Re: All disk ar reported as spare disks

Rickard Svensson <myhex2020@xxxxxxxxx> · Sun, 2 Feb 2020 17:30:22 +0100

Hi Phil & Wol  and everyone else.

I just wanted to say a big thank you, --assemble --force solved the
problem and I got the raid running again :-D

And now after a fsck I am copying all the data to my new raid1.
And what I can see so far I don't seem to have lost anything :-)

The new disks were purchased since before (WD Red NAS 10TB), but
fortunately they have support for SCT "Error Recovery Control" ,
"Feature Control" , "Data Table".
And "Recovery Control" is set to 70.70, just as mentioned on:
https://raid.wiki.kernel.org/index.php/Timeout_Mismatch

But I will still put that script into the startup of my new server.

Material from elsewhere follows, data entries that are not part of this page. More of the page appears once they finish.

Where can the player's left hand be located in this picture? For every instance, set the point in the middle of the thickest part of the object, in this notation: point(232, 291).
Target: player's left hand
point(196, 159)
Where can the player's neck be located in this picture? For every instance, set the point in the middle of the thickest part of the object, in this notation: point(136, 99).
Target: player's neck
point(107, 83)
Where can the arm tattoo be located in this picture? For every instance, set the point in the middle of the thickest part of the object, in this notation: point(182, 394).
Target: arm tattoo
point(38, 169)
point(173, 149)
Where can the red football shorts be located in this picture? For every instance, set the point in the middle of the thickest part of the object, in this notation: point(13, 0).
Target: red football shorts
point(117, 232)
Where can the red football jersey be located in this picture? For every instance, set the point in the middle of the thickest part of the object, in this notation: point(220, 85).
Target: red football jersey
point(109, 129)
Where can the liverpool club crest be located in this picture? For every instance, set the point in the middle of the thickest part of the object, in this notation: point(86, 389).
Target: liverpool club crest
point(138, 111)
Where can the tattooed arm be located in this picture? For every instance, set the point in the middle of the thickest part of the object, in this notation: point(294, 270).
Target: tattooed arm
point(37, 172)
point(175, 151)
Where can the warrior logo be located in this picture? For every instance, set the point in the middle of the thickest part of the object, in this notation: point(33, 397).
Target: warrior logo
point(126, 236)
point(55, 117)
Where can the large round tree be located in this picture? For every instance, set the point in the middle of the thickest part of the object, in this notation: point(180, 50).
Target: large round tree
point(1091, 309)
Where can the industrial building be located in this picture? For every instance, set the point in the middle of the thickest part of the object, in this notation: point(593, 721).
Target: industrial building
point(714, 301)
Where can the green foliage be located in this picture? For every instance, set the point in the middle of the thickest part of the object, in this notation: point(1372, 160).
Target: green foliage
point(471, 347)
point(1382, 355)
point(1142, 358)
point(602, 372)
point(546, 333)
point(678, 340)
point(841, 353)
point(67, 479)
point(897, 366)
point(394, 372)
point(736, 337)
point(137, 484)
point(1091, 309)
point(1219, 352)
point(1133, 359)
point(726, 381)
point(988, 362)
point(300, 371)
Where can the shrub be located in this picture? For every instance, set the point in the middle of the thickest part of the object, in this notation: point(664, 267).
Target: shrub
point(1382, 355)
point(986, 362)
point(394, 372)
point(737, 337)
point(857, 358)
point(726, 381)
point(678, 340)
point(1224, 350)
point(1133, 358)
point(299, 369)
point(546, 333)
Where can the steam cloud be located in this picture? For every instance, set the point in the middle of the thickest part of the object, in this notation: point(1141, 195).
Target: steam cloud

Once again, a big thanks for all the help!

Best regards Rickard

Den fre 31 jan. 2020 kl 14:57 skrev Phil Turmel <philip@xxxxxxxxxx>:
>
> Hi Rickard,
>
> Good report.
>
> On 1/30/20 6:48 PM, Rickard Svensson wrote:
> > Hello
> >
> > Excuse me for asking again.
> >
> > But this is a simpler(?) follow-up question to:
> > https://marc.info/?t=157895855400002&r=1&w=2
> >
> > In short summary. I had a raid 1 0, there were too many write errors
> > on one disk (I call it DiskError1), which I did not notice, and then
> > two days later the same problem on another disk (I call it
> > DiskError2).
> >
> > I got good help here, and copy the disk portions of the 2 working
> > disks as well as disk DiskError2 with ddrescue to new disks.
> > Later I'll create a new raid 1, so I don't plan reuse the same raid 1 0 again.
> >
> >
> > My questions:
> > 1) I haven't copied the disk DiskError1, because it is older data, and
> > it shouldn't be needed.   Or is it better to add that one as well?
> >
> > 2) Everything looks pretty good :)
> > But all disk ar reported as spare disks in /proc/mdstat
> > A assume that is because "Events" count is not the same. It is same on
> > the good disks(2864) but not DiskError2 (2719).
>
> No, the array isn't running, so /proc/mdstat isn't complete.  Your three
> disks all have proper "Active device" roles per --examine.
>
> > I have been looking how I can "force add" disk DiskError2, use
> > "--force" or "--- zero-superblock"?
>
> Neither --add nor --zero-superblock is appropriate.  They will break
> your otherwise very good condition.
>
> > But would prefer to avoid making a mistake now,   what has the
> > greatest chance of being right :)
>
> First, ensure you do not have a timeout mismatch as evidenced in your
> original thread's smartctl output.  The wiki has some advice.  Hopefully
> your new drives are "NAS" rated and you need no special action.
>
> Then you should simply use --assemble --force with those three devices.
>
> That should get you running degraded.  Then immediately backup the most
> valuable data in the array before doing anything else.
>
> Finally, --add a fourth device and let your raid rebuild its redundancy.
>
> When all is safe, consider converting to a more durable redundancy
> setup, like raid6, or raid10,near=3.
>
> Phil